State grant program attacks attendance problems in school district


In the second year of a four-year $600,000 State Education Department grant, the Lawrence School District is looking to improve the My Brother’s Keeper Family and Community Engagement Program and raise the rate of student attendance, especially for boys of color at the high school.

By using what is called seminars in lieu of suspensions or SILOS, the school district has the student and a parent meeting with a teacher and discussing the inapprioate behavior. Applying a curriculum comprised of three major points — attendance, respect for person and property, and relationships — the district reduced its student suspension rate by 12 percent in the program’s first year. In a school year where 27 students took part in SILOS.

Under the guidance of William Moss, who is the district’s director for academic affairs and the program’s administrator, the program appears to be increasing communication between students and parents, parents and teachers and students and teachers, he said. The program is geared for helping young men of color, but Lawrence aims to aid all students.

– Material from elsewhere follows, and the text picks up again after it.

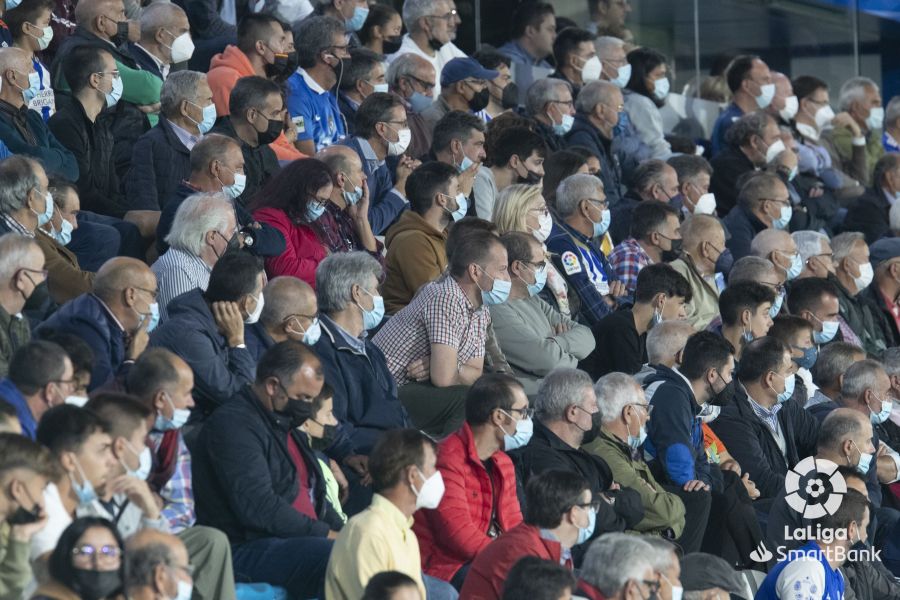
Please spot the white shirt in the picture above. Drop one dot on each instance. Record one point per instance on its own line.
(448, 52)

“The feedback from the students is positive,” said Moss, who noted that one student, a young white man, who cheated on test, said he didn’t feel as embarrassed, when the issue was handled this way, and one African-American young woman finally had a “heart-to-heart conversation” with her mother.

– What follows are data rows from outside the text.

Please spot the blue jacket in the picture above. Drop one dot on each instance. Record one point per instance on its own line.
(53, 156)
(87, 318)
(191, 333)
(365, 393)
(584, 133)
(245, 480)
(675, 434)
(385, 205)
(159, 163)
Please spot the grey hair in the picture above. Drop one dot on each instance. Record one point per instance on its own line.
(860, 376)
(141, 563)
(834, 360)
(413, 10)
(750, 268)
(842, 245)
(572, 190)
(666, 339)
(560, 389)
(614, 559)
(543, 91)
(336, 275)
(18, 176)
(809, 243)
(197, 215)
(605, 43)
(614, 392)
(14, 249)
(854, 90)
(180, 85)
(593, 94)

Suspending students costs both the students and the district. The students lose time in the classroom, at least five hours, as the state only requires such students to be tutored for two hours. “Our commodity is instructional time and there is a measured loss of time,” Moss said. The district also has to pay for that tutor.

He stressed that students today receive suspensions for the same things students 30 years ago did. “Teenagers are teenagers, they are defiant and they push the envelope,” Moss said. They get suspended for cutting classes, fighting.”
By increasing student attendance and helping to ensure they are in school, district officials are hoping students will be more successful academically that could propel them to college or a career.

“There’s an expression in education, you can’t teach to an empty seat,” said Lawrence Superintendent Dr. Ann Pedersen. “The grant will enable us to focus on two barriers to success — attendance and suspension. Both of these fall under the category of avoidance (students behave in a way that leads to their suspension, and the driver of that behavior is really task avoidance).”

Dr. Anael Alston, the State Education Department assistant commissioner for the Office of Access, Equity and Community Engagement, said that SILOS “appears to be an innovative way to engage families and hold students accountable for their behavior.

“I heard first-hand student account accounts of bonding with parents as they discussed the circumstances that led to a poor decision and how sometimes parents struggled with the same issue in their younger years,” he said. “Having students create vision board with a caring teacher and their parent, and think about how their decision to get in SILO impacts that broader vision and appears to be a powerful learning.”

Moss, who said he is on a “mission to expel suspensions,” aims to increase the program to work with up to 30 students in each grade at Lawrence High. “I want to reduce the suspension rate by 50 percent,” he said.